I have to divide a set of columns in a pyspark.sql.dataframe by their respective column average but I am not able to find an correct way to do it. Below is a sample data and my present code.
Input Data
columns = ["Col1", "Col2", "Col3","Name"]
data = [("1","40", "56" , "john jones"),
("2", "45", "55", "tracey smith"),
("3", "33", "23", "amy sanders")]
df = spark.createDataFrame(data=data,schema=columns)
Col1 Col2 Col3 Name
1 40 56 john jones
2 45 55 tracey smith
3 33 23 amy sanders
Expected Output
Col1 Col2 Col3 Name
0.5 1.02 1.25 john jones
1 1.14 1.23 tracey smith
1.5 0.84 0.51 amy sanders
Function as of now.
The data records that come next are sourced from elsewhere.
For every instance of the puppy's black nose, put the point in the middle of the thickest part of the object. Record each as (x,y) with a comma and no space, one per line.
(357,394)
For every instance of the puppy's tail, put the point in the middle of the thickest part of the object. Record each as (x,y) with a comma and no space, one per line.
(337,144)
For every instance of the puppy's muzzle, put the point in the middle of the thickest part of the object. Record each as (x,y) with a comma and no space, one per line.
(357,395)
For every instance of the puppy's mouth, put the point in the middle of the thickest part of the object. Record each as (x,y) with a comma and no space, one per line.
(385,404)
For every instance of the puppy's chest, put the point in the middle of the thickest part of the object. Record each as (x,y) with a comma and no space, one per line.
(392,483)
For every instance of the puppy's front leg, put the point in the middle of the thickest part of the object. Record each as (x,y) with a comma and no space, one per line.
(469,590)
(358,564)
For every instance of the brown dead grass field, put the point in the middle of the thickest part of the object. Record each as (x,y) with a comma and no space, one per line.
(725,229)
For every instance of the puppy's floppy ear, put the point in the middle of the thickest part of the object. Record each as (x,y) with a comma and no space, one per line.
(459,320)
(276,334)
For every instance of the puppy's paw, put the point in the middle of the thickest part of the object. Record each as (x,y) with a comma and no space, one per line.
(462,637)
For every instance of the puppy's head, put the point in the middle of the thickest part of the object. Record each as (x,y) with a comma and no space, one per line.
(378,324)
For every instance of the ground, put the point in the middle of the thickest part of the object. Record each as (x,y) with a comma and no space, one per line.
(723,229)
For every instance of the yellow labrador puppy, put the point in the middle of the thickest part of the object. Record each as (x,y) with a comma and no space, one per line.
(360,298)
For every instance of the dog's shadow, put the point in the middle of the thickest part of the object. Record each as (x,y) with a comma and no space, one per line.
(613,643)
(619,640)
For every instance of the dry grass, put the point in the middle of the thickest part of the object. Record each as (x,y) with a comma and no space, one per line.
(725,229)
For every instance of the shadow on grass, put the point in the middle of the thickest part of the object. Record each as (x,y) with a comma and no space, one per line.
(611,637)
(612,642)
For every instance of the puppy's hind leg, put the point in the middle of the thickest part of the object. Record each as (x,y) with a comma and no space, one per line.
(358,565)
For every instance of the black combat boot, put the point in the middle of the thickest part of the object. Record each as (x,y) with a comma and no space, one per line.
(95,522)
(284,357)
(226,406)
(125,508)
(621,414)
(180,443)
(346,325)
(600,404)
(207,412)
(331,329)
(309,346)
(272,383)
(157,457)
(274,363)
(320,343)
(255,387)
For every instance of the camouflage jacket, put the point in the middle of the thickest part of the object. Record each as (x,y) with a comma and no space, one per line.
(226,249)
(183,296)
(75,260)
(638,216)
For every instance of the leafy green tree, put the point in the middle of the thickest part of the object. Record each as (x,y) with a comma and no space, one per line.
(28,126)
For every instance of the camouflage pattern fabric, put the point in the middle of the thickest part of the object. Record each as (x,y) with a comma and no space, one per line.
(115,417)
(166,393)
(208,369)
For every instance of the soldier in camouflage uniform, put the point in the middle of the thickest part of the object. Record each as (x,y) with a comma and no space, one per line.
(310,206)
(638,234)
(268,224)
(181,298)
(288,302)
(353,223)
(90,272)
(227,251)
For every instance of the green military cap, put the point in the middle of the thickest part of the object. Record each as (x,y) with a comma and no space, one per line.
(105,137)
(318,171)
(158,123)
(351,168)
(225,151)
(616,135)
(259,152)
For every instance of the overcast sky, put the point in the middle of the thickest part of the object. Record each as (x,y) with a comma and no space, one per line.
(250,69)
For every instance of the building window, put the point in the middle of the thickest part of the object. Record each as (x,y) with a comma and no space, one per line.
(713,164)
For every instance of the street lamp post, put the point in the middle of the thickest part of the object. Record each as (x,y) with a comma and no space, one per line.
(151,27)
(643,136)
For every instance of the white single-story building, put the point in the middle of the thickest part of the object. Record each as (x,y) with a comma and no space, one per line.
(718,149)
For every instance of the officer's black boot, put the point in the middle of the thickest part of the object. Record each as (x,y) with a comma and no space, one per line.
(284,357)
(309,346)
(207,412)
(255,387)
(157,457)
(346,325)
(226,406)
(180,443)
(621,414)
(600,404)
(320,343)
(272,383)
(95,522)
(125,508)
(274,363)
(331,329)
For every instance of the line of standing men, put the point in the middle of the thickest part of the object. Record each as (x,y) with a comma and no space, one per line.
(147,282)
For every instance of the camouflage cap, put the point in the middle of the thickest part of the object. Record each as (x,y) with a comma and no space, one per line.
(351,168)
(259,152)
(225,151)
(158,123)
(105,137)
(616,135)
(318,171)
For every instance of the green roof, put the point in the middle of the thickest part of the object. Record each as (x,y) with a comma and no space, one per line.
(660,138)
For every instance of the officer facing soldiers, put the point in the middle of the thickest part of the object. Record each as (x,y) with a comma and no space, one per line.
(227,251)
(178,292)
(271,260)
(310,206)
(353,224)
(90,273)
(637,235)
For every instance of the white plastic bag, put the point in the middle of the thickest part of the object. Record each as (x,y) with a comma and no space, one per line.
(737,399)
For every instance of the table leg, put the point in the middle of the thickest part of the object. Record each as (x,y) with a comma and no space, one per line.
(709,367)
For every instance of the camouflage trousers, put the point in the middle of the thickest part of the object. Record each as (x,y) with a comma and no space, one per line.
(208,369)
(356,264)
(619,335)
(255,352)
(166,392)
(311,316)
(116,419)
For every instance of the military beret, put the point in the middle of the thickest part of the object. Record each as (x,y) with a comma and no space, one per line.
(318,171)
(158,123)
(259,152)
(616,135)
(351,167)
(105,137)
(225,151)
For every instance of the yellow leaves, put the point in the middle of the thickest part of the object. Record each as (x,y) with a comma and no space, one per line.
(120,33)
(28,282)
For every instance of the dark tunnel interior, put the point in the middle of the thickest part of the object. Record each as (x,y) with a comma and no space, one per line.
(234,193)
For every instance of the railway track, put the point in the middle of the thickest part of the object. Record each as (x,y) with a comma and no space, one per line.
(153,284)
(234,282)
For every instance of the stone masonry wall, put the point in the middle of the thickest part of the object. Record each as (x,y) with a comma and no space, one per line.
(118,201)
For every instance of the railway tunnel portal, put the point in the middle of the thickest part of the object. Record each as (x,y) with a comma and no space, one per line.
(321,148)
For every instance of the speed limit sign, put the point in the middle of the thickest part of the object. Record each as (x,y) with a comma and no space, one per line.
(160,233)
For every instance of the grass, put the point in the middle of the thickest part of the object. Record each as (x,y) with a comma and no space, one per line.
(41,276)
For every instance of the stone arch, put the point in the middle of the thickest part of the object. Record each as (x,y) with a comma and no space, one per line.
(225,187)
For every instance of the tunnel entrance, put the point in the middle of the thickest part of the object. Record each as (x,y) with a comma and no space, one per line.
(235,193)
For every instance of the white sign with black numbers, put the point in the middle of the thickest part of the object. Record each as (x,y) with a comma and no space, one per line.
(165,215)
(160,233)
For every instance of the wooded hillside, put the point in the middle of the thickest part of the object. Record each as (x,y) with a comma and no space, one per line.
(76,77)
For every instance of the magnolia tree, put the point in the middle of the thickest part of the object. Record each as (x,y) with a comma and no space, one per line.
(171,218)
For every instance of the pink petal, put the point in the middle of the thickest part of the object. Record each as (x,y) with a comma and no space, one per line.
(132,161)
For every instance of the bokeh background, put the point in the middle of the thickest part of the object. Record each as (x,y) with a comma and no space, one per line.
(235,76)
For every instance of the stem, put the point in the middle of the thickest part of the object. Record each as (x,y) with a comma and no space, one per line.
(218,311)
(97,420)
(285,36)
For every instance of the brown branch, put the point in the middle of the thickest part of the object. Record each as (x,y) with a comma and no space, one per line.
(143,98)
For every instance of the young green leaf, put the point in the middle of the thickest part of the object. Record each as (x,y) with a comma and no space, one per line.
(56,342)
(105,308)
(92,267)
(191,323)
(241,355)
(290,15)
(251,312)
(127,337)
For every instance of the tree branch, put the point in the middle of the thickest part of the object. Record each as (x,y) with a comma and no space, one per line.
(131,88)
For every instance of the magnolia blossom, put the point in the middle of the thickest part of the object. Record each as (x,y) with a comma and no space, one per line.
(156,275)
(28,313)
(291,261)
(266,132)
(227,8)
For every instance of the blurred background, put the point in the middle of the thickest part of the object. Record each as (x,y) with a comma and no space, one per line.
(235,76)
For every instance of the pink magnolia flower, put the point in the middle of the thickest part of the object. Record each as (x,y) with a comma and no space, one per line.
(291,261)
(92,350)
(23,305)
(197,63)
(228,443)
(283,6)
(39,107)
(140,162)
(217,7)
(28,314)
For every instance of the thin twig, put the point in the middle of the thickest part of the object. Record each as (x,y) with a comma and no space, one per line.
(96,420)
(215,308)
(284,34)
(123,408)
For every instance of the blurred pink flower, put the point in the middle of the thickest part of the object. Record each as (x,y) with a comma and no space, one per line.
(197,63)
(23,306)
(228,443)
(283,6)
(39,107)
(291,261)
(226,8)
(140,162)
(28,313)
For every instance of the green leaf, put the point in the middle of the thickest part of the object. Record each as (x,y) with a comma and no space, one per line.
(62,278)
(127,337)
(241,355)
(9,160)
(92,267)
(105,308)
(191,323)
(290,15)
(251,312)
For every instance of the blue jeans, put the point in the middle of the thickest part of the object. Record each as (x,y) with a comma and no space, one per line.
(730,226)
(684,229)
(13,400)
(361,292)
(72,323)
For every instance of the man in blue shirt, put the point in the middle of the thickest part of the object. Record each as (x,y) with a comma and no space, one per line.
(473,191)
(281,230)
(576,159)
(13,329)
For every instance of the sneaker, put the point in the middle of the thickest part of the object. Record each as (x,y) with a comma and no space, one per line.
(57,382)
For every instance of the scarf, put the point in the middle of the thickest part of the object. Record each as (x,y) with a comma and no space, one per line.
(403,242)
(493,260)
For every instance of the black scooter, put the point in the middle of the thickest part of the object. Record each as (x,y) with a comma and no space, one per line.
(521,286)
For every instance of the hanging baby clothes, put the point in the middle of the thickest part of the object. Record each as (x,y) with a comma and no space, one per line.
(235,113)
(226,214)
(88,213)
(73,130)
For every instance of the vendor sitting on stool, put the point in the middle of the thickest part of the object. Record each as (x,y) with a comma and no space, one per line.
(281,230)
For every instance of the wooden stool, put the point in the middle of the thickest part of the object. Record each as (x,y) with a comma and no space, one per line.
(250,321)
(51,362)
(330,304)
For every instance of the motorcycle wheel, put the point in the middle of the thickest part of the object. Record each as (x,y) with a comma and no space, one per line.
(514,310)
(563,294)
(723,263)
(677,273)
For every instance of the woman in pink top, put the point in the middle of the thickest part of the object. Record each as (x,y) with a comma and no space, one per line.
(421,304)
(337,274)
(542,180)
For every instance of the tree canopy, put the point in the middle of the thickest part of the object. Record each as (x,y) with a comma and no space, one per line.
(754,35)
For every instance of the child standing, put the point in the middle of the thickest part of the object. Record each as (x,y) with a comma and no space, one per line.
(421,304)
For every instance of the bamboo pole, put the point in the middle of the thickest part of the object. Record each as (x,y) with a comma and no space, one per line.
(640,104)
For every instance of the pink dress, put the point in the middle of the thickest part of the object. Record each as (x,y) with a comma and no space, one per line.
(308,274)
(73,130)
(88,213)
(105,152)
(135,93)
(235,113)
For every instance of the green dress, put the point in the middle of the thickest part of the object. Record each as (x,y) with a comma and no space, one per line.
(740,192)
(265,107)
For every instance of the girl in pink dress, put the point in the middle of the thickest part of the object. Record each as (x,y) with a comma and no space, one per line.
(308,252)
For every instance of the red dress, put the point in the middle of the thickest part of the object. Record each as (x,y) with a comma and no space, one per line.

Not working:
#function to divide few columns by the column average and overwrite the column
def avg_scaling(df):
#List of columns which have to be scaled by their average
col_list = ['col1', 'col2', 'col3']
for i in col_list:
df = df.withcolumn(i, col(i)/df.select(f.avg(df[i])))
return df
new_df = avg_scaling(df)
You can make use of a Window here partitioned on a pusedo column and run average on that window.
The code goes like this,
columns = ["Col1", "Col2", "Col3","Name"]
data = [("1","40", "56" , "john jones"),
("2", "45", "55", "tracey smith"),
("3", "33", "23", "amy sanders")]
df = spark.createDataFrame(data=data,schema=columns)
df.show()
+----+----+----+------------+
|Col1|Col2|Col3| Name|
+----+----+----+------------+
| 1| 40| 56| john jones|
| 2| 45| 55|tracey smith|
| 3| 33| 23| amy sanders|
+----+----+----+------------+
from pyspark.sql import Window
def avg_scaling(df, cols_to_scale):
w = Window.partitionBy(F.lit(1))
for col in cols_to_scale:
df = df.withColumn(f"{col}", F.round(F.col(col) / F.avg(col).over(w), 2))
return df
new_df = avg_scaling(df, ["Col1", 'Col2', 'Col3'])
new_df.show()
+----+----+----+------------+
|Col1|Col2|Col3| Name|
+----+----+----+------------+
| 0.5|1.02|1.25| john jones|
| 1.5|0.84|0.51| amy sanders|
| 1.0|1.14|1.23|tracey smith|
+----+----+----+------------+